Literature and Technology


Inspired by my Lit and Tech class, which requires weekly blogs on apropos topics by all the students, I've been rethinking my own blog (which admittedly has been on the back burner for a long time as I've been trying to wrap up my book). Blogs are a quick and easy way to corral the latest stuff in the news. Today the New York Times had an article on digital books, for example, which, handy-dandily, happened to be on the discussion board for today. I adore my Sony Reader, recently acquired as a little Christmas present to myself. The thing looks like a book and reads like a book: it even has a faux-leather book cover. It's about the size and weight of a book, too, so you can pop it in your purse and carry it around with you all day long for whenever you've got a moment. Mine currently has about sixty different books loaded onto it, mostly classics downloaded from the Gutenberg free book collection.
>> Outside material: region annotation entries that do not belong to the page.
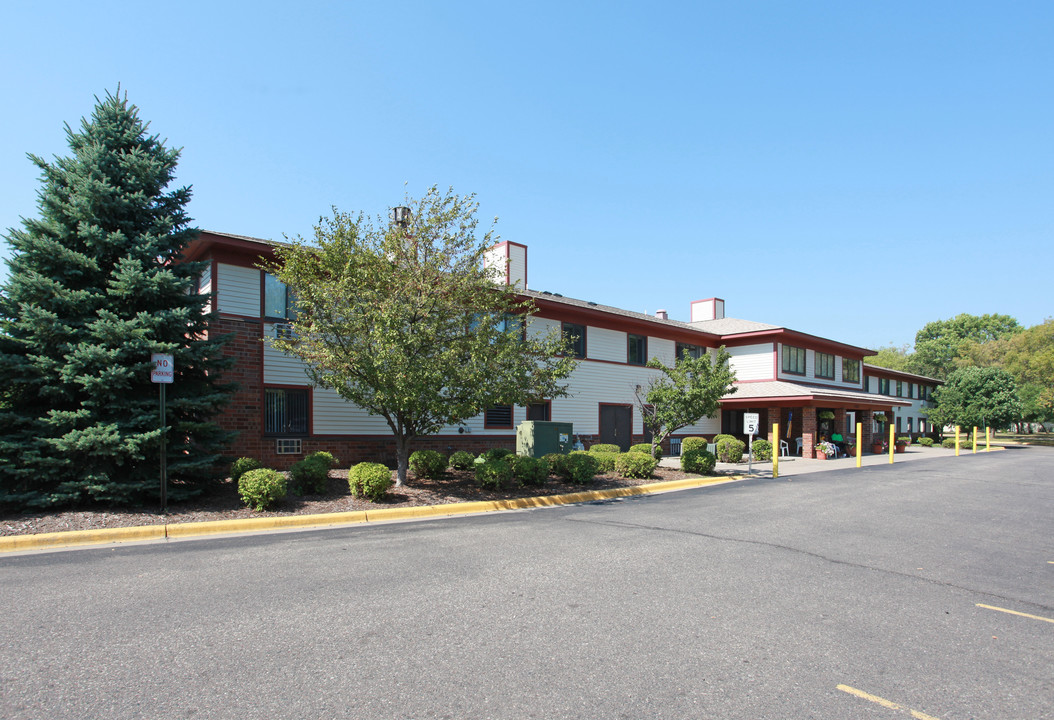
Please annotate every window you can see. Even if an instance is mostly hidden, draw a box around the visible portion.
[816,352,835,380]
[264,273,296,320]
[842,357,860,383]
[561,323,586,359]
[264,388,308,435]
[677,343,706,359]
[783,345,805,375]
[527,401,552,421]
[626,333,648,365]
[483,405,512,428]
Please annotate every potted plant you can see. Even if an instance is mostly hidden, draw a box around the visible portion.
[816,441,835,460]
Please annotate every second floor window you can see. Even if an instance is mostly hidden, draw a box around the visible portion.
[626,333,648,365]
[561,323,586,359]
[264,273,296,320]
[816,352,835,380]
[783,345,805,375]
[842,357,860,383]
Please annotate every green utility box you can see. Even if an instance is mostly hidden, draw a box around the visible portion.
[516,420,574,458]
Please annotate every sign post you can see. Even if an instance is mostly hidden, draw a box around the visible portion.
[743,412,761,474]
[150,352,176,512]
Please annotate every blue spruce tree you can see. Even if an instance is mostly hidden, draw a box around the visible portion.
[0,90,232,507]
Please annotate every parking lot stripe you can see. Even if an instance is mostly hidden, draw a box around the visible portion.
[977,603,1054,623]
[838,685,938,720]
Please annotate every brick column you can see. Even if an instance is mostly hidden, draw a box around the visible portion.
[801,408,817,458]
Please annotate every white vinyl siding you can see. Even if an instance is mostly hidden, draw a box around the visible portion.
[725,343,773,381]
[216,262,260,317]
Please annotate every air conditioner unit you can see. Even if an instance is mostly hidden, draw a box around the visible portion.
[274,437,304,455]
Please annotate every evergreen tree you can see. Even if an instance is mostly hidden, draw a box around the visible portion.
[0,89,232,506]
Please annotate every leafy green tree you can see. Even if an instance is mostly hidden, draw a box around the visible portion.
[863,345,912,372]
[0,90,230,506]
[926,367,1021,429]
[637,346,737,456]
[268,188,575,485]
[911,313,1022,380]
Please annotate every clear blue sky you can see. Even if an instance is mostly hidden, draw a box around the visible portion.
[0,0,1054,348]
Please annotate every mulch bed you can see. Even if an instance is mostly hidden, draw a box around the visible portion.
[0,467,712,536]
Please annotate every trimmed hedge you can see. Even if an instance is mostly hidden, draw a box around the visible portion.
[754,437,773,462]
[450,450,475,470]
[231,458,264,483]
[410,450,447,480]
[629,443,662,460]
[681,435,706,455]
[614,448,659,478]
[348,463,392,502]
[589,448,622,472]
[717,435,746,463]
[681,447,718,475]
[475,455,512,490]
[238,468,286,510]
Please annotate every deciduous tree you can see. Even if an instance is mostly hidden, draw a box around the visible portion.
[638,346,736,455]
[268,188,574,485]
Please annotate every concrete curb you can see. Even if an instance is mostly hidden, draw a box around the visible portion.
[0,475,742,552]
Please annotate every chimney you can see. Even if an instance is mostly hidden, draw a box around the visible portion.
[484,240,527,290]
[691,297,724,323]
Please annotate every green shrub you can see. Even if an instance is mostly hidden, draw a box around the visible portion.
[475,455,512,490]
[563,450,600,485]
[238,468,286,510]
[450,450,475,470]
[512,455,549,486]
[717,435,746,463]
[289,450,336,494]
[348,463,392,502]
[480,448,515,461]
[542,452,568,478]
[589,448,622,472]
[410,450,447,480]
[231,458,264,483]
[754,437,773,462]
[629,443,662,460]
[681,448,718,475]
[681,436,706,454]
[614,448,659,478]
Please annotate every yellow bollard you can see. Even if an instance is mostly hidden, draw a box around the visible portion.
[773,423,780,478]
[857,423,863,467]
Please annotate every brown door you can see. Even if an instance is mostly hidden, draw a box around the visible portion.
[600,405,633,452]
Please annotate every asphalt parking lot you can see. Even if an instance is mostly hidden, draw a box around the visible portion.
[0,448,1054,720]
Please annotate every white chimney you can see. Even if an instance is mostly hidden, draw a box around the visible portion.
[691,297,724,323]
[484,240,527,290]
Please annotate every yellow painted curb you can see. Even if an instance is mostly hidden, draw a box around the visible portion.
[0,475,742,552]
[0,525,164,552]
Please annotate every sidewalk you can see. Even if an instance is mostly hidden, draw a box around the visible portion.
[659,445,1002,478]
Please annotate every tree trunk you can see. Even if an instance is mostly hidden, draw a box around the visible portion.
[395,435,410,487]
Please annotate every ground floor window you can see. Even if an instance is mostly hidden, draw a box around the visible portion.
[264,388,308,435]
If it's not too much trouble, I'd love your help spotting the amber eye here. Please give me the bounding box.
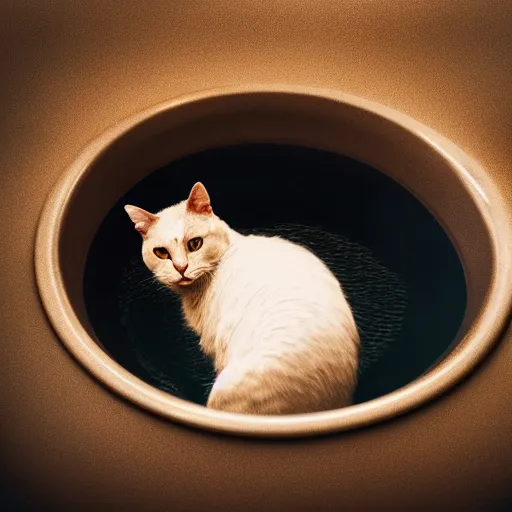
[153,247,171,260]
[187,236,203,252]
And I have to admit that part of the original fun of the thing was spending a week choosing all the various books that I wanted to have with me at all times--'cause you never know what you're going to be in the mood for. I've got the complete works of Dickens on mine, as well as some Jack London (saw his ranch over the break and got inspired), Mark Twain, and Bosworth's Life of Johnson. For lighter reading I downloaded all the swashbucklers of Rafael Sabatini (Captain Blood, Scaramouche), some gothics by the late Victorian writer Wilkie Collins, and some of the Bertie and Jeeves books by P. G. Wodehouse. I haven't actually paid for a book yet--there are so many freebies out there that there's just no need. But if I wanted them, there are tons of medieval textbooks out there and lots of other Very Serious Items.
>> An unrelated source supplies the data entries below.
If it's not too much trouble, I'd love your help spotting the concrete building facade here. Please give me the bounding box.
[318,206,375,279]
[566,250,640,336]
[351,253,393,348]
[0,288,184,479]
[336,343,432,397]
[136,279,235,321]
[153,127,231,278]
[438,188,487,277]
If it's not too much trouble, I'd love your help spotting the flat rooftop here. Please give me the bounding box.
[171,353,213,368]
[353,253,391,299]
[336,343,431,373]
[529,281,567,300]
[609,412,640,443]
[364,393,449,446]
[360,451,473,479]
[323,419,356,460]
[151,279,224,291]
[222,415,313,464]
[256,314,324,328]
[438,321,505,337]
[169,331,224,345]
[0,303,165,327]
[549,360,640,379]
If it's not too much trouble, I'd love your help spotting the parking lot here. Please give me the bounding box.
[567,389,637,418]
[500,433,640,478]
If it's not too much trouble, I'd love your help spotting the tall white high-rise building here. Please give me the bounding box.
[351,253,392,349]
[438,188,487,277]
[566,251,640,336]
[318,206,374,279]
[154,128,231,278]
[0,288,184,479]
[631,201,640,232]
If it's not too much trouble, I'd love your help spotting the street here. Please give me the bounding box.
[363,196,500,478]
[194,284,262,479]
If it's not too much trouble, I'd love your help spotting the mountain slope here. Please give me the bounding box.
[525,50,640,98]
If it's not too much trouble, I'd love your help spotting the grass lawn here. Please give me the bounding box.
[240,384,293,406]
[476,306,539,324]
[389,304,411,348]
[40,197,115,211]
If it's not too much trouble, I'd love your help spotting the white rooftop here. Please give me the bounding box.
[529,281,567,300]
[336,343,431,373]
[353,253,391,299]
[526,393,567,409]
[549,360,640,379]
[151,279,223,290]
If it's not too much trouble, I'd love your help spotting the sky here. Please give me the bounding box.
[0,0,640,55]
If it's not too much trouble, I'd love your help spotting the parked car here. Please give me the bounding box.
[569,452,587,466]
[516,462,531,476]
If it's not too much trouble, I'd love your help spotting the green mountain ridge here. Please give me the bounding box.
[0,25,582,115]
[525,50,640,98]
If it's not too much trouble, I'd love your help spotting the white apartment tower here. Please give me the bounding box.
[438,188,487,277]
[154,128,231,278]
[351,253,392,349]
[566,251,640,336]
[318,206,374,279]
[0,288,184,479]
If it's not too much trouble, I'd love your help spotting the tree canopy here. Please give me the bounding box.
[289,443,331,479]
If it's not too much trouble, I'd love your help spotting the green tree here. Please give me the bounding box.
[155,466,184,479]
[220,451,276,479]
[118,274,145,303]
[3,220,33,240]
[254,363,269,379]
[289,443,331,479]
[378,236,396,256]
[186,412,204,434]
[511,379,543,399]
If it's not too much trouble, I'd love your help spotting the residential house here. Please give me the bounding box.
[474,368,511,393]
So anyway, this is the first in my upcoming series of technolit posts...if you've got any news links I should know about, feel free to comment.

4 comments:

Anonymous said...

The Sony Reader seems like a great gadget for those who love to read, but is it a possibility that this new technology will encourage more people to read?

critbritlit said...

'twould be a great thing, wouldn't it? I hope so!

Anonymous said...

I just tried for the first time an audio book. I was on holiday and thought I'd give one a go. It was just ok. I fell asleep a few times and wondered if I would have, had I been reading. Was it the book, or the delivery method?
I decided I don't like audio books at the moment. That could change.
Speaking of literature and technology, I just saw a presentation at ELI of a class project where students created various rooms in the House of Seven Gables in Second Life. You don't want to know how much time and technology support they had to do it. The question in my mind is not whether they were engaged, but how and with what were they engaged? And how does that reflect the course/program learning outcomes? Hmmmm...

JustKristin said...

I am not sure that the current audience for the Sony Reader is non-readers, but rather geeks who are also readers, as well as those voracious readers who are tech-savvy enough to see that a device like the Reader will eliminate the eternal dilemma of "which books do/can I bring with me to [destination]?" In the end, they may be able to use it to extend the general reader audience by making sure that its own uses go beyond reading: travel information, textbooks, cookbooks, manuals, photo and music sharing, web browsing, manga, newspapers, other periodicals... The Amazon kindle is trying to do some of this, and the Sony Reader is capable of some, but for now, I think both companies are preaching to the techno-choir.

As far as audiobooks go, I will admit to listening to some, but, as with books, never to an abridged version. Also, unlike books, delivery means a lot to me. There are readers out there who are terrific voice actors and can make the experience quite pleasurable. For example (and for *free*) try the Sherlock Holmes (ok, he is a guilty pleasure of mine) stories offered as audiobooks from Project Gutenberg. They are extremely well-read by an accomplished British actor. The whole canon is there - days of listening pleasure. A good reader can make a book... many authors shouldn't read their own books, but one who can is Neil Gaiman.